Айя тяжко вздохнула. Ей катастрофически не хватало человека, который заменил ей отца, вывел в эстраду. Собственно, Шлиц и заставил ее учиться вокалу, нанял самых лучших учителей, научил не относиться к эстраде легкомысленно и работать, работать, работать. Это был главный принцип Иосифа Шлица, которому его научил отец — с малых лет. Все твердил: «Сынок, терпение и труд все перетрут!» Этот урок Иосиф не только усвоил сам, но и учил ему всех своих воспитанников.
— Знаешь что, Айя, давай не будем меряться, кому больше Иосифа недостает, — вдруг ожесточилась Медянская. — Мне так тоскливо, что выть хочется. Без Иосифа я в вакууме! Понимаешь, в безвоздушном пространстве. Не живу, не дышу, не работаю. Ты езжай, отработай концерт. Никто тебя там не съест. Если что, прилепись к кому-нибудь из наших. Наверняка будет там еще кто-то из «конвейеристов». Вернешься, тогда все и обсудим. Все, с богом! Айя, мне некогда, целую! Пока.
— До свидания…
Айя не успела толком попрощаться, как Виктория бросила трубку телефона. Она ждала Митю с деньгами, а его все не было. Вместо выручки от концертов и выступлений певцы все как один стали качать права и прикидываться дурачками и дурочками. Ей нужно было срочно каким-то образом брать управление проектами в свои руки. Но она не знала как. А главное, имела самое смутное понятие о тех проектах, которые вел Иосиф Шлиц.
— Гарик Ованесович, доставили кадра. Куда его?
— Да вы что, парни? Он же не посылка и не мешок с картошкой. Уважаемый человек. Генеральный директор большого продюсерского холдинга. Проходите, Дмитрий!
Гарик Бестофф говорил быстро и отчетливо, но при этом даже не пошевелился. Как сидел, развалившись в глубоком бархатном кресле, так и остался. Он курил длинную сигару и запивал ее дорогим виски. Оперативник подтолкнул вперед Фадеева и, хлопнув дверью и забрав пакет с деньгами с собой, вышел. Митя же пока оценивал ситуацию.
Гарика он знал — несколько раз вместе с Иосифом встречался с ним. Но в кабинете у него никогда не был и поэтому осматривался и помалкивал.

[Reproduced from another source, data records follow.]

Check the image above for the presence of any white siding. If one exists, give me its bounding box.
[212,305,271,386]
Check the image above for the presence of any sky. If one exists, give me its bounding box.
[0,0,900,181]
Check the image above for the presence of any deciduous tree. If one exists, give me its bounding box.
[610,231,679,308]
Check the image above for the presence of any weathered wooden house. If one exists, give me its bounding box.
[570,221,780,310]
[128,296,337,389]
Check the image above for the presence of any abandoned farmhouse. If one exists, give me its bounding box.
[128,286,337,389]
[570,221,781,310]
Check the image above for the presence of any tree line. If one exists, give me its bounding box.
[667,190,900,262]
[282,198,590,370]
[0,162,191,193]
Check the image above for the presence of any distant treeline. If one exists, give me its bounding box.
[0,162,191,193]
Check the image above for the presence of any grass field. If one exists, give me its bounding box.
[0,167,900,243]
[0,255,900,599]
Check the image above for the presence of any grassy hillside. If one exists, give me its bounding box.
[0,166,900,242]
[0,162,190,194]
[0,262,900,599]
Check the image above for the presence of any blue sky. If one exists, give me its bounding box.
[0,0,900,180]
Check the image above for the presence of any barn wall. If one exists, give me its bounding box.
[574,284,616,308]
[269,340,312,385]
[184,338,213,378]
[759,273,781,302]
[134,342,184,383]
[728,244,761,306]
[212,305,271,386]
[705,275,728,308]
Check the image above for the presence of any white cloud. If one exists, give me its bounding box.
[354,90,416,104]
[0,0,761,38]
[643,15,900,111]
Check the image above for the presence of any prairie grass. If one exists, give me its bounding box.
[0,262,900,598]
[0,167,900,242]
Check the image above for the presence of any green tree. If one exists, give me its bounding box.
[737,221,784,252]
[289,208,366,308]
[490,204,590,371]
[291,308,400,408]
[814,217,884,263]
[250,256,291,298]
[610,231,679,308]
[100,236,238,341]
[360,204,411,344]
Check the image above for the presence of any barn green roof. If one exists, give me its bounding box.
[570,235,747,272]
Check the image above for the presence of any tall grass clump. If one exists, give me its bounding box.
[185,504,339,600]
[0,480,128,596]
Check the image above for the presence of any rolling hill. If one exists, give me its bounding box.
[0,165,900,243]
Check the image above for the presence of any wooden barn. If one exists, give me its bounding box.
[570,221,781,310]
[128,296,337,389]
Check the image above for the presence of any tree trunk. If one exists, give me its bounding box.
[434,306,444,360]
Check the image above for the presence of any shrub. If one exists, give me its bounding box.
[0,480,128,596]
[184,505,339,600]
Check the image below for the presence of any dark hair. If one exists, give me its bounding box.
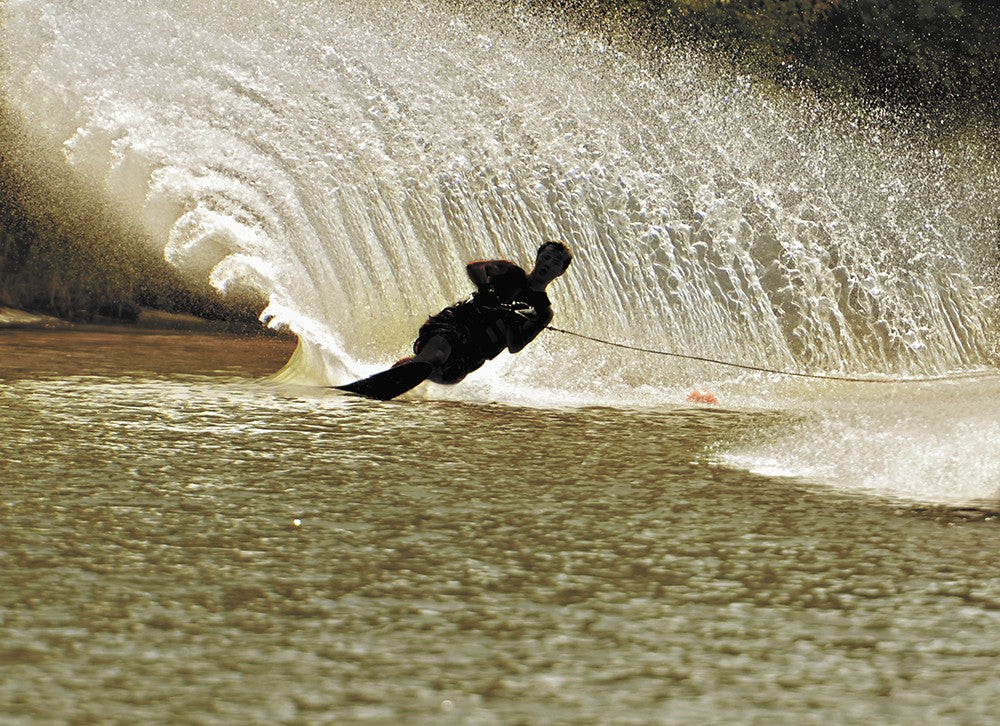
[535,239,573,272]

В полумраке кабинет казался совсем крошечным; он и находился где-то под самой крышей клуба «Гоголефф». А тем временем клубная жизнь, судя по грохочущей за стенами музыке, уже начиналась, и вечер обещал стать томным.
Гарик откинул длинные волосы со лба:
— Что молчишь, Дмитрий? Присаживайся.
Митя присел в кресло. Растер ноющую руку. Оперативники больно помяли его, пока довезли в «Гоголефф».
— А что тут скажешь? Ваши костоломы чуть руки с мясом не вырвали.
— Да уж. Мальчики сильные.
Гарик выпустил серию колец густого сигарного дыма. Он подкармливал этих головорезов, а они, в свою очередь, кормили своего хозяина — тем, что отбивали любые наезды и выполняли самые опасные поручения.
— Пусть деньги вернут. Это не их и не ваши. — Митя не собирался никому дарить целых сто тысяч.
— Деньги? Не знаю, о чем вы, Дмитрий. Вы учтите, что мои мальчики если что в руки получат, то уже не выпустят. Потому и руки вам чуть не вырвали. Жадные…
Бестофф перешел с Митей на «вы», дабы обозначить ту невидимую грань, что отделяет наемного менеджера, пусть даже самого высокого ранга, от хозяина.
— А вот что им и вам от меня надо? — Фадеев и сам догадывался, что денежки, скорее всего, не вернут; сейчас важнее было понять, что хочет этот клубный магнат.
— Хороший вопрос, — кивнул Гарик, — меня интересуют два момента. Первый — это бумаги по моему клубу. Второй — права на кое-какие проекты Оси. Ясно выражаюсь?
— Вполне. Только я проектами Иосифа Давыдовича не распоряжаюсь. Тем более документами по «вашему» клубу.